From 9c6cb11713742d1e316fabcf440d705d9ca1972e Mon Sep 17 00:00:00 2001
From: Stuart Axelbrooke <stuart@axelbrooke.com>
Date: Sun, 30 Nov 2025 16:05:18 +0800
Subject: [PATCH] add thoughts on wants for data retention

---
 docs/ideas/2025-11-30_wants-for-data-retention.md | 12 ++++++++++++
 1 file changed, 12 insertions(+)
 create mode 100644 docs/ideas/2025-11-30_wants-for-data-retention.md

diff --git a/docs/ideas/2025-11-30_wants-for-data-retention.md b/docs/ideas/2025-11-30_wants-for-data-retention.md
new file mode 100644
index 0000000..1ad5058
--- /dev/null
+++ b/docs/ideas/2025-11-30_wants-for-data-retention.md
@@ -0,0 +1,12 @@
+
+- You can't keep building partitions forever
+  - Space runs out for literal data, costs increase as data value decreases for old data
+  - Memory runs out for indexes over partitions, e.g. in databuild itself
+- We could introduce vacuuming?
+- We could introduce partition want expiry callbacks?

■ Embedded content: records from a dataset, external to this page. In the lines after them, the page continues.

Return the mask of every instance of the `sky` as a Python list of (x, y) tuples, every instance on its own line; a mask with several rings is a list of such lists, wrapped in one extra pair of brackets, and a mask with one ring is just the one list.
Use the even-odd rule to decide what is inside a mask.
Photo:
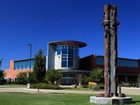
[(0, 59), (2, 69), (10, 60), (29, 58), (41, 48), (47, 55), (51, 41), (87, 43), (80, 57), (104, 55), (103, 8), (118, 8), (118, 56), (140, 59), (139, 0), (0, 0)]

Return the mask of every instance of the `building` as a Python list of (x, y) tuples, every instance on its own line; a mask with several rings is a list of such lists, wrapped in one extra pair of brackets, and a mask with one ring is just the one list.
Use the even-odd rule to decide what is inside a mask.
[(21, 72), (31, 72), (34, 66), (34, 59), (11, 60), (10, 68), (4, 71), (5, 79), (15, 80)]
[[(60, 79), (63, 85), (79, 83), (85, 75), (96, 67), (104, 67), (104, 56), (90, 55), (79, 57), (79, 50), (86, 47), (86, 43), (79, 41), (55, 41), (48, 44), (48, 55), (46, 56), (47, 70), (61, 70)], [(5, 78), (15, 79), (20, 72), (31, 72), (34, 59), (10, 61), (10, 68), (5, 70)], [(119, 80), (137, 81), (140, 74), (140, 59), (118, 58)]]
[(79, 68), (79, 49), (85, 46), (84, 42), (70, 40), (49, 43), (47, 69), (62, 71), (61, 84), (72, 85), (79, 81), (80, 85), (82, 75), (89, 74), (89, 71)]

+- Jobs and job runs as partition edge transitions?
+- Do we even want to delete partition entries? Can just wait till this is a problem.
+- Partition want expiry events also enable non-event level reaction, e.g. vacuum for all events between time T1 and T2.
+- RISK! If partition to partition data deps (via jobs that change, etc) are not canonical/stable:
+  - We cannot assert the necessity of upstream partitions for anything longer than the initial job time to success (because it may have changed)
+  - To make this valuable, we need to be able to assume that the reads/data deps from a singular parameterized job run are durable, because then we can propagate want times and have a durable "why does this partition need to exist"